In den Anzeigen steht z. B.
Greiffenberg 2. April 1814
Frau Handschuhmacher Wersig eine Tochter
Der Vater wird nur als Beruf, aber nie mit Nachnamen erwähnt.
Frage: Kann man davon ausgehen, daß Vater und Kind den gleichen Nachnamen haben wie die Mutter?
Hallo Kurt Kriegel,
etwas eigenartig ist der Text, aber nach meiner Auffassung ist das eine
eheliche Geburt. Die Frau [des] Handschuhmachers ....
Eine uneheliche Geburt wäre wohl 1814 nicht in der Zeitung veröffentlicht
worden, oder haben Sie dafür ein Beispiel gefunden?
Mit freundlichen Grüßen
Gisela Langfeldt
nein, ein Beispiel habe ich nicht.
Außer im eigenen Stammbaum.
Dort wird jemand 1843 in Greiffenberg Vater, und heiratet 1847 das 1. Mal in Aachen.
Es wird in allen Anzeigen der Beruf des Vaters und dessen Nachname genannt.
Manchmal auch der Vorname des Vaters.
Die Mutter wird nur mit dem Beruf und dem Nachnamen des Mannes, aber nie mit dem Vornamen erwähnt.
Beim Kind manchmal der Vorname, ansonsten mit Sohn oder Tochter.
Woher die Zeitung ihre Informationen hat weiß ich leider nicht.
Sehr geehrter Herr Kriegel,
wenn das Kind den gleichen Familiennamen hat wie die Mutter zum Zeitpunkt ihrer Geburt, dann ist das Kind ev. led. geboren.
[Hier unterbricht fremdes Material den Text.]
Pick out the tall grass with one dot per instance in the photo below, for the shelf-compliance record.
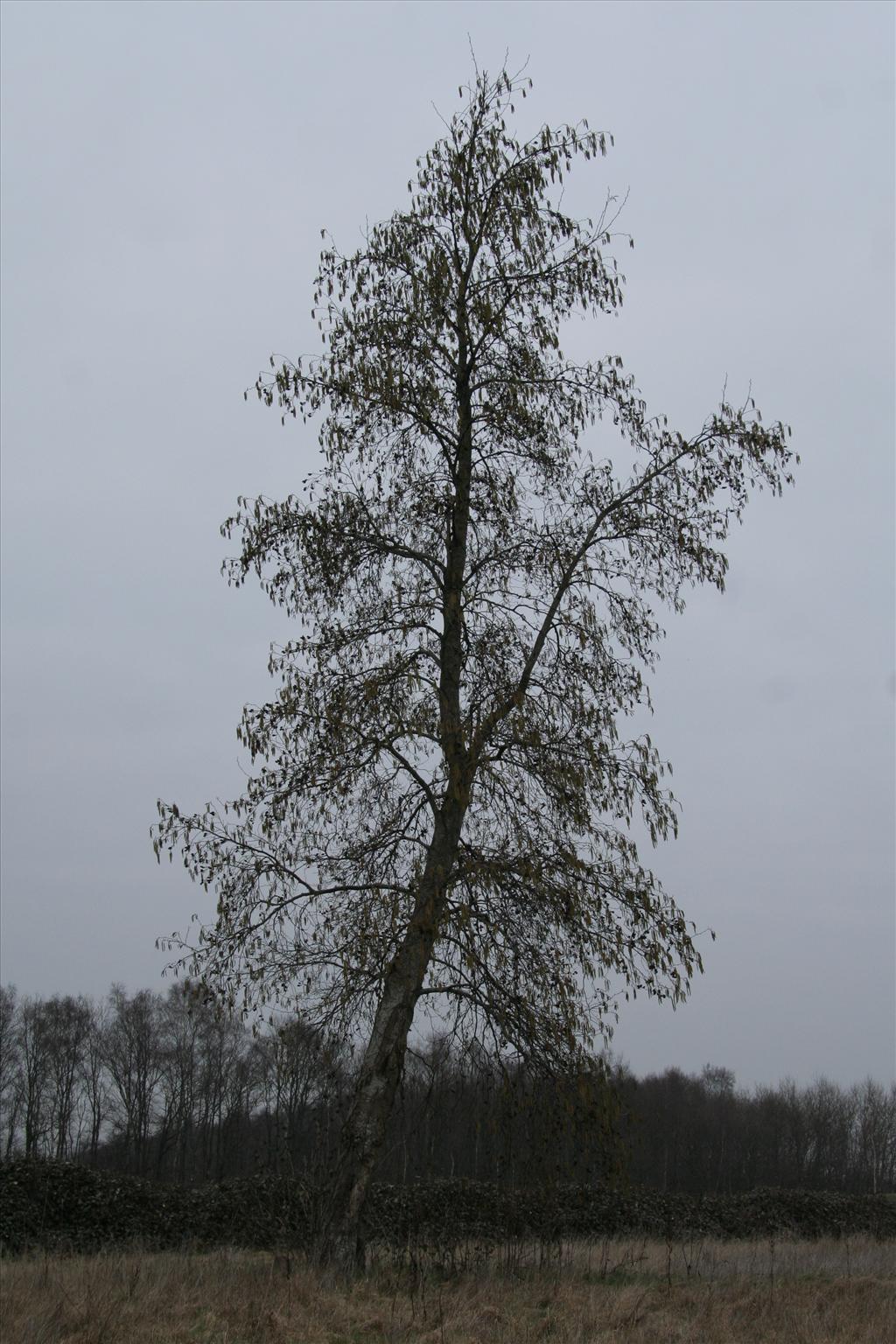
(778, 1292)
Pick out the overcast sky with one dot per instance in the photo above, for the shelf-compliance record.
(167, 170)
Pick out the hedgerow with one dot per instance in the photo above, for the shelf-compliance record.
(63, 1206)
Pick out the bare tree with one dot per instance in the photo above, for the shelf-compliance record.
(135, 1063)
(11, 1080)
(444, 802)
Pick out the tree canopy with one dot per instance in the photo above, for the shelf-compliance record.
(444, 787)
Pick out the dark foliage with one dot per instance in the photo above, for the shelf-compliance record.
(62, 1206)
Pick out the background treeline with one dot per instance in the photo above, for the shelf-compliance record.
(160, 1086)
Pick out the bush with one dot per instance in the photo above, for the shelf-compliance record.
(62, 1206)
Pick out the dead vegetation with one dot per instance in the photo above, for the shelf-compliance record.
(780, 1292)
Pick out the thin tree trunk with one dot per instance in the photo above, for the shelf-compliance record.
(344, 1231)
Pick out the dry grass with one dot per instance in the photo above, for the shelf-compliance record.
(622, 1291)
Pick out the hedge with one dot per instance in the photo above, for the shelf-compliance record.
(63, 1206)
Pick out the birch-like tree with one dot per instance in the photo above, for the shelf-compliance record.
(444, 790)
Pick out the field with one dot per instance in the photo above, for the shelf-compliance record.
(645, 1292)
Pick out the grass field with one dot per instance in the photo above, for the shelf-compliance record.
(642, 1292)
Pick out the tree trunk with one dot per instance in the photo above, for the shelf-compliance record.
(344, 1231)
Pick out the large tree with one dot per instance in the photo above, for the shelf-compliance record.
(444, 790)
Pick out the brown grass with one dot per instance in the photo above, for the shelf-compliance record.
(622, 1291)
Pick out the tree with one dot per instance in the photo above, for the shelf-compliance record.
(444, 792)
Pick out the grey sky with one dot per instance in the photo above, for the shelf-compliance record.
(167, 171)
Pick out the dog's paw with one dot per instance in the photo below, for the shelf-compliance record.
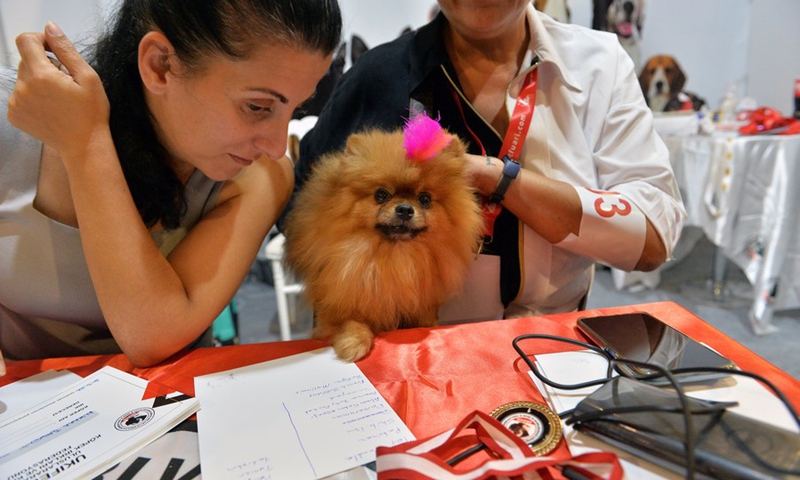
(353, 342)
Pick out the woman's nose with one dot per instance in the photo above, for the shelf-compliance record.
(273, 141)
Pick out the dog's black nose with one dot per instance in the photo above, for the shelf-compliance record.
(628, 6)
(404, 212)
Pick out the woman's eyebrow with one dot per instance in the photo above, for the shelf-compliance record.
(268, 91)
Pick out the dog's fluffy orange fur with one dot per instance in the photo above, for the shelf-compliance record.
(380, 241)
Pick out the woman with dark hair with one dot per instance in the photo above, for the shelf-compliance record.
(136, 191)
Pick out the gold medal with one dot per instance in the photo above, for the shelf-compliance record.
(534, 423)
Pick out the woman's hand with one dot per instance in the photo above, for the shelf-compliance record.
(63, 109)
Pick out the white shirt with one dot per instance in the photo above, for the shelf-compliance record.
(591, 128)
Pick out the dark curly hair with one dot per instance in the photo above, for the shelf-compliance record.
(197, 31)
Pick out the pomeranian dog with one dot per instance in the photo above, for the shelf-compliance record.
(383, 233)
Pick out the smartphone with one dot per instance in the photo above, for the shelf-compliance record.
(644, 338)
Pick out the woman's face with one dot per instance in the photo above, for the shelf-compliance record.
(223, 118)
(483, 19)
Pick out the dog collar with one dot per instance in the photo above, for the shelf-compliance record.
(510, 172)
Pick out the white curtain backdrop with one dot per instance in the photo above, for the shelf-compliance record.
(752, 43)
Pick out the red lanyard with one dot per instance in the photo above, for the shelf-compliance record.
(513, 141)
(521, 117)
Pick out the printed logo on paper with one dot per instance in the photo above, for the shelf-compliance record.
(135, 419)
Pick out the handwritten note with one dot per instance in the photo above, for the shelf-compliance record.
(306, 416)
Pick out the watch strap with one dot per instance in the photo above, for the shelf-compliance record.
(510, 171)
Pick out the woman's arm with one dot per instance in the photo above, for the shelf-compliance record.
(550, 207)
(154, 306)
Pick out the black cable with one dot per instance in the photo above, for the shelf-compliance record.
(671, 375)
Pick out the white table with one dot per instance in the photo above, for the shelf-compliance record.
(742, 191)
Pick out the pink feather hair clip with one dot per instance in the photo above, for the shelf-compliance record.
(424, 138)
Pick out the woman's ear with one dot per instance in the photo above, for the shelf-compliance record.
(156, 60)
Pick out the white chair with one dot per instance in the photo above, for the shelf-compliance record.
(285, 285)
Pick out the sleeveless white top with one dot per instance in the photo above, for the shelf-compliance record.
(48, 306)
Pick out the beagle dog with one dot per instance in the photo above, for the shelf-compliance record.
(557, 9)
(624, 18)
(662, 80)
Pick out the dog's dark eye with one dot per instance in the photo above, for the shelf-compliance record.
(424, 199)
(382, 195)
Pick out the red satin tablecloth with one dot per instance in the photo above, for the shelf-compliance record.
(431, 377)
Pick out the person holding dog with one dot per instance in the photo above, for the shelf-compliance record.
(561, 145)
(137, 188)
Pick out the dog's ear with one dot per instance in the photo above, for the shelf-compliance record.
(678, 78)
(456, 147)
(355, 143)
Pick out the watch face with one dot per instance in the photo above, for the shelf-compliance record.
(534, 423)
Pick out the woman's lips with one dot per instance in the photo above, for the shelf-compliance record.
(241, 161)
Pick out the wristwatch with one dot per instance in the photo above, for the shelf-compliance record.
(510, 172)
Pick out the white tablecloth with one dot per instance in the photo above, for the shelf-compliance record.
(743, 193)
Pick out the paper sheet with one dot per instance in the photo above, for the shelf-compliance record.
(305, 416)
(87, 427)
(24, 393)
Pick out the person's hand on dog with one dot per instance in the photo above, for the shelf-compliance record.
(66, 111)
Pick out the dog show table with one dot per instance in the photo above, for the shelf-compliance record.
(432, 377)
(741, 191)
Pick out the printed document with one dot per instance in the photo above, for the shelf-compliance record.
(87, 427)
(305, 416)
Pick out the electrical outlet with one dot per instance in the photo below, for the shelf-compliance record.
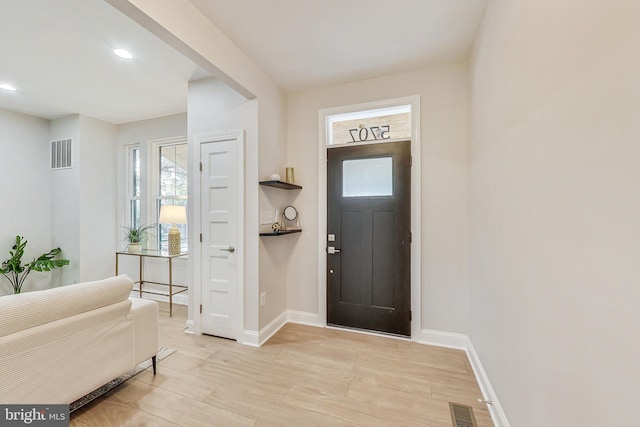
(266, 217)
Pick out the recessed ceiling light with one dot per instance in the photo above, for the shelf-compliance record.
(123, 53)
(6, 86)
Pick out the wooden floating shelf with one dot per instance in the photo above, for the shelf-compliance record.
(280, 233)
(281, 184)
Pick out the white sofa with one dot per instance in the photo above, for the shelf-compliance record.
(59, 344)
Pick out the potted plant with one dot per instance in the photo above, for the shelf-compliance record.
(137, 235)
(16, 273)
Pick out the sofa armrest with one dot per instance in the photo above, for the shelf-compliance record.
(145, 328)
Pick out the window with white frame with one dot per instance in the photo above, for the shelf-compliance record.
(171, 175)
(164, 181)
(133, 185)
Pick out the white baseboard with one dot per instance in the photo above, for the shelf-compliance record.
(462, 342)
(256, 339)
(250, 338)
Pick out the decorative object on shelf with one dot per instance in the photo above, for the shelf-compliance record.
(13, 269)
(290, 215)
(290, 174)
(173, 214)
(137, 235)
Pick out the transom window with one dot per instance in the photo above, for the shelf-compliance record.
(370, 126)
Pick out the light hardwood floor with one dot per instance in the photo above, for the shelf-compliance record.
(303, 376)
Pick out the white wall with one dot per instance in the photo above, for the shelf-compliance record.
(24, 140)
(182, 26)
(444, 222)
(65, 199)
(98, 198)
(555, 235)
(83, 213)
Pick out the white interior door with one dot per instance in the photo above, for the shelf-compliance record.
(220, 251)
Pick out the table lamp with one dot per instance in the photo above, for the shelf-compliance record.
(170, 214)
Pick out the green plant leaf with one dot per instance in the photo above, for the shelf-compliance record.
(16, 273)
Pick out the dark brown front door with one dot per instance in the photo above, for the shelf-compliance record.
(368, 241)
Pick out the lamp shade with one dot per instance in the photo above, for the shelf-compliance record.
(171, 214)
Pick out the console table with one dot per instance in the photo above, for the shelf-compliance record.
(148, 253)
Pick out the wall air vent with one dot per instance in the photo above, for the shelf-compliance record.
(61, 154)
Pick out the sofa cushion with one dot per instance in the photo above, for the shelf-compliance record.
(30, 309)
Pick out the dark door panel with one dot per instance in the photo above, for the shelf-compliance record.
(368, 280)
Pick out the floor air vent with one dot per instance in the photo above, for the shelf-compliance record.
(61, 154)
(462, 415)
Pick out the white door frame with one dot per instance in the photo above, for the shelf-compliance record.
(194, 325)
(416, 296)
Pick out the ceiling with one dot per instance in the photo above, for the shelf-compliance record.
(58, 53)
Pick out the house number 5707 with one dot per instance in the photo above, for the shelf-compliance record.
(369, 134)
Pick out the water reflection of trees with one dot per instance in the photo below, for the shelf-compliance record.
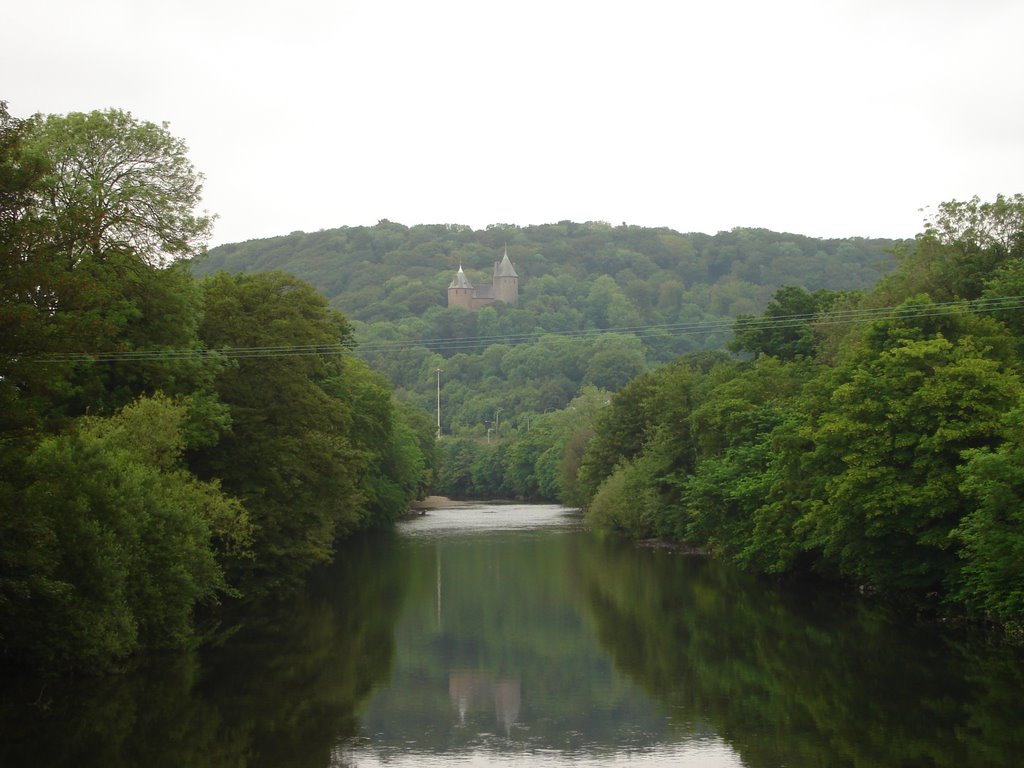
(795, 677)
(283, 690)
(493, 649)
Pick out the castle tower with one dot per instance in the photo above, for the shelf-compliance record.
(461, 291)
(506, 282)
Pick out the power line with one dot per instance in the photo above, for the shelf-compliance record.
(742, 324)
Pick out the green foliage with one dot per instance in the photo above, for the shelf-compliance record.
(785, 330)
(588, 279)
(120, 185)
(314, 450)
(111, 540)
(992, 535)
(113, 544)
(879, 453)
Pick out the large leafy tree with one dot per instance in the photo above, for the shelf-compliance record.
(314, 449)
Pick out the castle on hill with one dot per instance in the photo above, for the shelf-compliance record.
(504, 287)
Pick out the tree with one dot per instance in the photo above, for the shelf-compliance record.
(113, 545)
(786, 328)
(886, 456)
(289, 454)
(119, 184)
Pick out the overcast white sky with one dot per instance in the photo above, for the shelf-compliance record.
(829, 118)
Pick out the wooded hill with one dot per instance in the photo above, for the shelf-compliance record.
(605, 302)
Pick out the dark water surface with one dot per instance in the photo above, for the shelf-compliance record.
(507, 635)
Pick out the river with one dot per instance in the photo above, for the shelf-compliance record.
(507, 635)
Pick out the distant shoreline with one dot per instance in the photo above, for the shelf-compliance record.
(434, 502)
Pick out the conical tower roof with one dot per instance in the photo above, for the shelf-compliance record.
(504, 268)
(461, 281)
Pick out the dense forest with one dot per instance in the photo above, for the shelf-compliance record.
(165, 443)
(873, 437)
(598, 304)
(848, 408)
(181, 427)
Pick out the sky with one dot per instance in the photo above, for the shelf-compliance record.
(827, 118)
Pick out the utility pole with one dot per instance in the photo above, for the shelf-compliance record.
(438, 402)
Väter werden rudimentär erwähnt. In meiner eigenen Ostdeitschen Familiengeschichte habe ich es mehrfach erlebt, das Monate nach der Geburt der Vater sein Kind als sein Kind anerkannt hat, meist in Verbindung das auch zeitnah eine Eheschließung stattgefunden hat.
Tratitionell hat in solchen Fällen die Frau und das led. geborene Kind seinem Familiennamen verloren und den Familiennamen des Mannes angenommen.
Gilt selbstverständlich nicht für heutige Zeiten, denn da ist freie Namenswahl. Genauere Info erhalten sie am Standesamt.